In deze zaak heeft Goodwill Media B.V. een vordering ingesteld tegen een gedaagde, die handelde onder een handelsnaam, met betrekking tot de nakoming van een mondelinge overeenkomst voor het plaatsen van advertenties. De overeenkomst, die op 6 juli 2018 tot stand kwam, hield in dat Goodwill Media drie advertenties zou plaatsen in verschillende edities van hun puzzel- en kleurboeken, tegen een totaalbedrag van € 302,50 per plaatsing. De gedaagde heeft echter de factuur voor de eerste advertentie, die in 2019 werd geplaatst, onbetaald gelaten. Goodwill Media vorderde de betaling van de hoofdsom, wettelijke rente en buitengerechtelijke kosten.
De procedure begon met een dagvaarding op 16 juni 2020, gevolgd door een conclusie van antwoord en een mondelinge behandeling op 6 augustus 2020. De gedaagde verscheen niet ter zitting, ondanks dat hij deugdelijk was opgeroepen. Goodwill Media heeft een geluidsopname overgelegd van een telefoongesprek waarin de voorwaarden van de overeenkomst werden besproken.
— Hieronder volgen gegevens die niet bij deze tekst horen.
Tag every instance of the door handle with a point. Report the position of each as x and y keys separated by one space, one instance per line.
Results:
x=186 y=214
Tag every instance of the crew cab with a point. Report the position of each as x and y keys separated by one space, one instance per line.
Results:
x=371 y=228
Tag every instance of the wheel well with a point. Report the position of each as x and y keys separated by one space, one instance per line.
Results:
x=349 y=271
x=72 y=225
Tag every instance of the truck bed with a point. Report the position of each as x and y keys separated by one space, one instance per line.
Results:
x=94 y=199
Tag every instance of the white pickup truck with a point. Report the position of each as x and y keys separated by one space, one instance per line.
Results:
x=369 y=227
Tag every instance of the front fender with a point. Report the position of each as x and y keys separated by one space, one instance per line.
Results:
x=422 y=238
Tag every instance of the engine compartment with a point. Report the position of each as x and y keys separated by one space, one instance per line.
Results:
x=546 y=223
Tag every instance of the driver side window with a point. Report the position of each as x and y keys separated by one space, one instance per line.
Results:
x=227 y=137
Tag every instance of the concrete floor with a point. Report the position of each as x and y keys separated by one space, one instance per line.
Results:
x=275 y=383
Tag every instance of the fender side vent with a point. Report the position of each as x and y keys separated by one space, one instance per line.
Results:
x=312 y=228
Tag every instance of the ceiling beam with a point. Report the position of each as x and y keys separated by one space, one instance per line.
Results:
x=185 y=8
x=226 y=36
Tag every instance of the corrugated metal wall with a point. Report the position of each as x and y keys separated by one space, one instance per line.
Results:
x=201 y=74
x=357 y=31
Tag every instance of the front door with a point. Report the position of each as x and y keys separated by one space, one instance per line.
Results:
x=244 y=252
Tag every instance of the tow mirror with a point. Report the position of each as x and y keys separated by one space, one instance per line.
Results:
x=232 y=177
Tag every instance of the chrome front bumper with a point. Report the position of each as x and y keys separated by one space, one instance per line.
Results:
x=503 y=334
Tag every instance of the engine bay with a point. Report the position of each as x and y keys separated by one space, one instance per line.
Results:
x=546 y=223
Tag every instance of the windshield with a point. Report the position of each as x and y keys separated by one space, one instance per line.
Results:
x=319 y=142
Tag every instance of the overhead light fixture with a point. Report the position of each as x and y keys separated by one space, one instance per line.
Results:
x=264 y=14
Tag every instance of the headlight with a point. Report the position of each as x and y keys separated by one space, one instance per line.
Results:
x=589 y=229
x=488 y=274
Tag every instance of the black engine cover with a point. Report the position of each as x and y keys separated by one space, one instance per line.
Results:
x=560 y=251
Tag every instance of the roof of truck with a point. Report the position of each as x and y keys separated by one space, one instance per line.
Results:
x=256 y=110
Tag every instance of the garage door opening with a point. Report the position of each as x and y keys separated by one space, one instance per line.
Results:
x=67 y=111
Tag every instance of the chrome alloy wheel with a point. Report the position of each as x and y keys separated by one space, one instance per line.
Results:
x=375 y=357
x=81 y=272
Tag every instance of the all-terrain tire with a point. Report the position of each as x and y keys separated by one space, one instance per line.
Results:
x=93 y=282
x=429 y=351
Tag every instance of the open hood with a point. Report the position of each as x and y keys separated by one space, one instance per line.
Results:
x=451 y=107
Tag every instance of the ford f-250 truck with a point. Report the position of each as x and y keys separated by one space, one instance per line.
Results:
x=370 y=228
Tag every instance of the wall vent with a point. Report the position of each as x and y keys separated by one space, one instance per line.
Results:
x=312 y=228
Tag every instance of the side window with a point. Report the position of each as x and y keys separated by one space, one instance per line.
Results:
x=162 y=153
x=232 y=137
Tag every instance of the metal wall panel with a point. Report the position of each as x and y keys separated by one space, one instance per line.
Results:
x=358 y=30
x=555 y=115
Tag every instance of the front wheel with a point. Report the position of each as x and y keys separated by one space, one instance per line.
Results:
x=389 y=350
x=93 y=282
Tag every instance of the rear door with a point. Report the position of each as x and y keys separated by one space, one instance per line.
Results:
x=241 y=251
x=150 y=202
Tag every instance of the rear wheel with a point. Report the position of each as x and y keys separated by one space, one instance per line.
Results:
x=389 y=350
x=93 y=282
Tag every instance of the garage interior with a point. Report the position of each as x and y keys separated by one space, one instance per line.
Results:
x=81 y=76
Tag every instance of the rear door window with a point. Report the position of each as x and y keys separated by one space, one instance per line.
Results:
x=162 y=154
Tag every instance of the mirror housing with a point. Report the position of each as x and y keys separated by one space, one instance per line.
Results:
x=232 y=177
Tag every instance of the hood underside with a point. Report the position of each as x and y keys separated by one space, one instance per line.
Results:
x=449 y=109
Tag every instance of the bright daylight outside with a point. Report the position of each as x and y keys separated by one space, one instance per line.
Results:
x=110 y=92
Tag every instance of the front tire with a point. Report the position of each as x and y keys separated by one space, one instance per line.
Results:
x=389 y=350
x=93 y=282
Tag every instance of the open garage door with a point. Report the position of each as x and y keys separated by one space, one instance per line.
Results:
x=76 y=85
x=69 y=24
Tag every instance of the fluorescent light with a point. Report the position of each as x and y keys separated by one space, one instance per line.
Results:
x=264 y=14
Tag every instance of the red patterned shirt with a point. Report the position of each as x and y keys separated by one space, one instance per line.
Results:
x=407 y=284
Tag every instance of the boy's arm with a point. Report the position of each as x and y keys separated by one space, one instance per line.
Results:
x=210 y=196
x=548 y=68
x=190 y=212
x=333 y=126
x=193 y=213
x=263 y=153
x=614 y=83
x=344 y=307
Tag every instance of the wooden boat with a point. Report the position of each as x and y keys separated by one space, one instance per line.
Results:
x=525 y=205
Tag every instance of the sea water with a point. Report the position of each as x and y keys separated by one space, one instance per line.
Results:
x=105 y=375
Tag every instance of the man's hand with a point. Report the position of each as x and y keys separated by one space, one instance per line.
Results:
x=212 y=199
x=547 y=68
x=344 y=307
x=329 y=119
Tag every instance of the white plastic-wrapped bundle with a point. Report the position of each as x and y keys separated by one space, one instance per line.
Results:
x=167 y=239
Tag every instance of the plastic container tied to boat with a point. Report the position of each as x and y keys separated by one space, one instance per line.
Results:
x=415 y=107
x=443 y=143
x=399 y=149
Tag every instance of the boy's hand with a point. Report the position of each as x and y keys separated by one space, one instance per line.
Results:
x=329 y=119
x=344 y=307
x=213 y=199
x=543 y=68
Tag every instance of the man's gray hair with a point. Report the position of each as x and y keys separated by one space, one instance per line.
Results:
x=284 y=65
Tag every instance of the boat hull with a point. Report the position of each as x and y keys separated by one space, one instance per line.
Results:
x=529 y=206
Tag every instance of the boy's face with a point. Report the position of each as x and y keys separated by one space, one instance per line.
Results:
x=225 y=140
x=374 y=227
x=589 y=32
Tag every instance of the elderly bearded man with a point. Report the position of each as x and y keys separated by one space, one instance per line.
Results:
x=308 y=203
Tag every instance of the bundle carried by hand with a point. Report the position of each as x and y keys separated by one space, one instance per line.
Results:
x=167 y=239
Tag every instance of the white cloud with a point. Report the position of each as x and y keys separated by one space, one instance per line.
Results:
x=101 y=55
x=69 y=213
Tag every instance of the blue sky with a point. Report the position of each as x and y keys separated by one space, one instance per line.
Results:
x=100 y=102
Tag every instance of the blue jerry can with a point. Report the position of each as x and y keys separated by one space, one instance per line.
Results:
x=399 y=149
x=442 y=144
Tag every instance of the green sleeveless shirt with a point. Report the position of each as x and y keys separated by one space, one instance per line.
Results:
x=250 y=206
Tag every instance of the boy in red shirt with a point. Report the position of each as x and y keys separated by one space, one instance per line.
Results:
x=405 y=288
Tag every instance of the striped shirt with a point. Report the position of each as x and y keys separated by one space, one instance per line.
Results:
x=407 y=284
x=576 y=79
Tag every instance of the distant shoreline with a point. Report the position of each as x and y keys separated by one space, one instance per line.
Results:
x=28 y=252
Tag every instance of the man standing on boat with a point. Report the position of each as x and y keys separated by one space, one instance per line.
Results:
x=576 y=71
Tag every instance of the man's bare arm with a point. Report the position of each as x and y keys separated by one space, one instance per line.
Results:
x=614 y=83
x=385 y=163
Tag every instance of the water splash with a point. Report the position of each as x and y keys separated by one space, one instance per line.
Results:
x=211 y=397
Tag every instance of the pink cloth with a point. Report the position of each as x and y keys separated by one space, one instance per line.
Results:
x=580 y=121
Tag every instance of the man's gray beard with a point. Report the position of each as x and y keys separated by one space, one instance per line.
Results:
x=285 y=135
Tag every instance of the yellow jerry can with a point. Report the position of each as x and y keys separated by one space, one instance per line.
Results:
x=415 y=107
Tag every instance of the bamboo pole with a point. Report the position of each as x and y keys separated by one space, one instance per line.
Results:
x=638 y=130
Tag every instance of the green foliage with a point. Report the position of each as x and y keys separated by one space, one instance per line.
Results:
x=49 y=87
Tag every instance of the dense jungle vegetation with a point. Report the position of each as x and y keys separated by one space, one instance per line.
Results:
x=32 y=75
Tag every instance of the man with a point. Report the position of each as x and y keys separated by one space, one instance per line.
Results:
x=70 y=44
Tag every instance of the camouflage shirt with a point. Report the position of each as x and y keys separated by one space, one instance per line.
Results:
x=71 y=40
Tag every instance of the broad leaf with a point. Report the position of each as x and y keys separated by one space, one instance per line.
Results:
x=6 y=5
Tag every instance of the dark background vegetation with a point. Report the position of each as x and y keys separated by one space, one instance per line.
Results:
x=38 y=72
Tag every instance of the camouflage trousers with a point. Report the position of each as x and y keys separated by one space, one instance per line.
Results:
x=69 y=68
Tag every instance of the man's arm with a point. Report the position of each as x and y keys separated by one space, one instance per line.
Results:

De kantonrechter heeft geoordeeld dat de overeenkomst voor drie jaar was aangegaan, ondanks het verweer van de gedaagde dat hij dacht dat het om een eenmalige advertentie ging.
De kantonrechter heeft de vordering van Goodwill Media toegewezen, waarbij de gedaagde werd veroordeeld tot betaling van € 356,56, vermeerderd met wettelijke handelsrente en proceskosten. De rechter oordeelde dat de gedaagde in verzuim was geraakt door het niet betalen van de factuur en dat de gevorderde kosten en rente rechtmatig waren. Dit vonnis is uitgesproken door mr. K.J. Bezuijen op 4 september 2020.